Semua keluarga yang hadir, tersedu, mengira nenek dengan rambut putih akan pergi.
Salah satu cucunya lalu berdoa, meminta diberi kesempatan untuk berbuat lebih banyak kebaikan. Bahkan mencebokinya tak masalah. Dan beberapa saat kemudian, nenek bersuara, meminta semua yang hadir di sana tetap tenang. Masih saja dikhawatirkannya orang-orang di sisinya.

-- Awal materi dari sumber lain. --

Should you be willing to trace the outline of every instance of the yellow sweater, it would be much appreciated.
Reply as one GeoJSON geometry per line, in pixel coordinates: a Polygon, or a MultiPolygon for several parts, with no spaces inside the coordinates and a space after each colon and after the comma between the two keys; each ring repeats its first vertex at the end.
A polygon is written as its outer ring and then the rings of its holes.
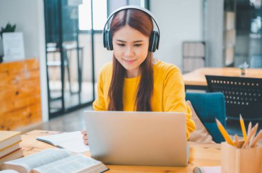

Keesokan harinya, saat selang infus nenek sudah terlepas sendiri, dokter yang berkunjung paginya dan bahkan tak tahu kejadian suntikan itu, mempersilakannya pulang. Semua anggota keluarganya senang.
Putranya bilang akan menggendong. Salah satu cucunya bilang pakai kursi roda saja. Tapi ia bilang bisa jalan saja. Lagi pula kursi roda baru rumah sakit, sepertinya sulit dilepaskan perawat. Entah bagaimana, sampai kursi roda itu bisa digunakan kemudian.
Seminggu pertama, nenek Tahang belum bisa salat. Putranya bilang asal tetap ingat Tuhan. Tapi ia rupanya tak bisa lama-lama ketinggalan salat. Jadinya cucunya bantu ke kamar mandi, menemani wudu, dan salat.
Ia bahkan salat sunat temannya salat fardu, meski salat tahajud dan duha tak bisa dilaksanakannya lagi. Itu berlangsung selama sebulan lebih.
Sebulan berikutnya, kakinya jadi agak gemetaran, tidak bisa menahan berat tubuh. Mesti dipapah cucunya yang baru benar-benar merasa neneknya memberinya beban. Ia bahkan hanya bisa salat duduk. Agama juga memperbolehkan itu.
Hanya saja sebulan berikutnya, nenek Tahang tiba-tiba merasa sesak nafas. Nafasnya pendek-pendek. Katanya asma. Bergerak sedikit saja, bisa capek. Ia merasa bersalah. Tak bisa mengerjakan kewajibannya. Tak bisa berbuat apa-apa. Ia merasa menjadi beban.